Although both the PGA Tour and the Saudi wealth fund are expected to contribute their golf ventures, such as LIV Golf, to the new company, the rapid signing of the agreement omitted any valuations or completed assessments in advance. The agreement does not specify the scale of the wealth fund’s investment, but it does outline the leadership structure and safeguard the fund’s investment rights.

The few binding clauses in the agreement include a nondisparagement pledge between the tour and the wealth fund (excluding players) and a truce preventing rival circuits from recruiting golfers from each other. If a final agreement is not reached by the end of the year, the tour and the wealth fund can revert to their original businesses without financial penalties, unless mutually extended.

However, board approval does not guarantee the long-term survival of the deal. The Justice Department’s antitrust regulators are scrutinizing the agreement, and it is expected to face further examination in a Senate subcommittee hearing next month.

Although only a small fraction of the board was involved in the negotiations, this pivotal meeting shaped the future of the tour. The meeting, held in the Detroit area, focused on technical aspects of the sport as well as the framework agreement. The board received a briefing from the tour’s bankers regarding assigning values to the various assets within the tour. PGA Tour Commissioner Jay Monahan was absent from the meeting due to a medical situation.

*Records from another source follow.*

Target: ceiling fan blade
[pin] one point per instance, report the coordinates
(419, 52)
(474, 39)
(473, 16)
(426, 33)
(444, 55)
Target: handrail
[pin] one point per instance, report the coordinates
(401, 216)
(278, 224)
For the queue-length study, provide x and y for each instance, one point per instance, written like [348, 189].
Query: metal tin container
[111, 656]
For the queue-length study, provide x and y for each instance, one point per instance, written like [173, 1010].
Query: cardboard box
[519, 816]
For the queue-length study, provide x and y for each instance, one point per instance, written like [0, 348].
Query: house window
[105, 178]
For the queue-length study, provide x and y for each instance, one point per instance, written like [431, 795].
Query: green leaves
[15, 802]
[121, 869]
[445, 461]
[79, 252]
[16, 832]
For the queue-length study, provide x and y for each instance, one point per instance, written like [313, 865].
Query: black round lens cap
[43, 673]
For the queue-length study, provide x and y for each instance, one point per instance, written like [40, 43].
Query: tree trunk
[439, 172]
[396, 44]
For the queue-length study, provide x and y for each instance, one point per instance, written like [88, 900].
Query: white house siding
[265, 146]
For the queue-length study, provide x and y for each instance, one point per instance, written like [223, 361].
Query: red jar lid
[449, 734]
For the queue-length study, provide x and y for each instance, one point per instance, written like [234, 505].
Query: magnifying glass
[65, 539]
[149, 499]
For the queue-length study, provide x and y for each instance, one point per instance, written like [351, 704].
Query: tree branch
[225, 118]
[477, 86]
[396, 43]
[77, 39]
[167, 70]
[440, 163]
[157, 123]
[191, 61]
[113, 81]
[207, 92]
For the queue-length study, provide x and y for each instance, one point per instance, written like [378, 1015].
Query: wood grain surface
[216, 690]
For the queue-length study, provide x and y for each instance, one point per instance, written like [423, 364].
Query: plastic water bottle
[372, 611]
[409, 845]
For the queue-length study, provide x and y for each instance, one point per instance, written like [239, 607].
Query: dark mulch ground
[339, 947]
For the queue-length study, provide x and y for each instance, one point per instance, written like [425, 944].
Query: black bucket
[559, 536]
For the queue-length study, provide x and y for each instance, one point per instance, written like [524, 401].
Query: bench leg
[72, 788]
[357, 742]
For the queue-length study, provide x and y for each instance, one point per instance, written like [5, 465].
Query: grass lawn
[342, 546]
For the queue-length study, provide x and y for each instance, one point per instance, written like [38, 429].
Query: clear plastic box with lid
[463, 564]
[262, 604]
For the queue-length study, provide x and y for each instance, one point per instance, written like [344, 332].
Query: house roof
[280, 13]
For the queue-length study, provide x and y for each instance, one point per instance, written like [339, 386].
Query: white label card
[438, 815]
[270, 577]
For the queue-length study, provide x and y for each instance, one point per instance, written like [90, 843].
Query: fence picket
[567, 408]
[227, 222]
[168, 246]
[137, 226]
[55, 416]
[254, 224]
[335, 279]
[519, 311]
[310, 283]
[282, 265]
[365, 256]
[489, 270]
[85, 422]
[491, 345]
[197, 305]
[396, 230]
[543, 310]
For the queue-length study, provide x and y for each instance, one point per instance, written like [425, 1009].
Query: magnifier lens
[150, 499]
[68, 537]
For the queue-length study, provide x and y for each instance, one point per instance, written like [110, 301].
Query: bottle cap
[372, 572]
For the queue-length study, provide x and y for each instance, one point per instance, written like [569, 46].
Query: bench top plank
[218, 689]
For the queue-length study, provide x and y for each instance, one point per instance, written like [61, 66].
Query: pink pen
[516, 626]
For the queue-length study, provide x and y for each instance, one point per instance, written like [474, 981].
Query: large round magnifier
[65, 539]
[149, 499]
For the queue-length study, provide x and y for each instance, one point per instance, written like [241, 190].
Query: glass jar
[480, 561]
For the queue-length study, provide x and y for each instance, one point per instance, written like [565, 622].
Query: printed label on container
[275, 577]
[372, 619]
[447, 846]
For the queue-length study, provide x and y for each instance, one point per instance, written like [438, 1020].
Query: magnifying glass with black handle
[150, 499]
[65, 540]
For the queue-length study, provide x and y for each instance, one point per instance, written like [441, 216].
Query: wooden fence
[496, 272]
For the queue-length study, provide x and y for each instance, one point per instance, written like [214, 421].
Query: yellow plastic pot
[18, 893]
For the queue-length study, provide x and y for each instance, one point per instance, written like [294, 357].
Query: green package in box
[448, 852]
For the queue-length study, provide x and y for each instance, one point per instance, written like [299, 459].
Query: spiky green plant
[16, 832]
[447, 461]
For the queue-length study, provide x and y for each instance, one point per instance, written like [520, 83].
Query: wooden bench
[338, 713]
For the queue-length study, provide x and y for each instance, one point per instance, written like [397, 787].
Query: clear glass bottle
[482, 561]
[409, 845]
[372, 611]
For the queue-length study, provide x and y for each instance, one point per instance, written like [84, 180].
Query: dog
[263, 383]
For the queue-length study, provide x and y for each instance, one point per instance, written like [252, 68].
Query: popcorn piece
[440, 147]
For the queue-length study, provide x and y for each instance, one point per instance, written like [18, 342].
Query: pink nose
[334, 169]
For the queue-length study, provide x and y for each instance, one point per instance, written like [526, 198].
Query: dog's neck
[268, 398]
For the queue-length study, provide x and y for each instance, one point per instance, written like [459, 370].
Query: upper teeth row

Board members refrained from commenting after the meeting, letting their statement speak for itself. Rory McIlroy, the only player on the board, has expressed some support for the deal, while others have expressed the need for more information.

Board members have been informed that the tour cannot sustain the competition from LIV, a league backed by the Saudi wealth fund that enticed top golfers with lucrative contracts and prizes. Furthermore, the wealth fund has faced setbacks in its court battle against the tour, and LIV has struggled to attract attention in the United States beyond its financial backing.

If the deal falls through, both parties have already gained a mutual victory by dismissing litigation in California. The PGA Tour, the wealth fund, and LIV agreed to drop their respective cases, ensuring that they cannot be refiled even if the overall agreement collapses.

Despite the cautious tone of the PGA Tour’s statement, the dismissal of litigation was highlighted in the opening sentence, indicating its significance.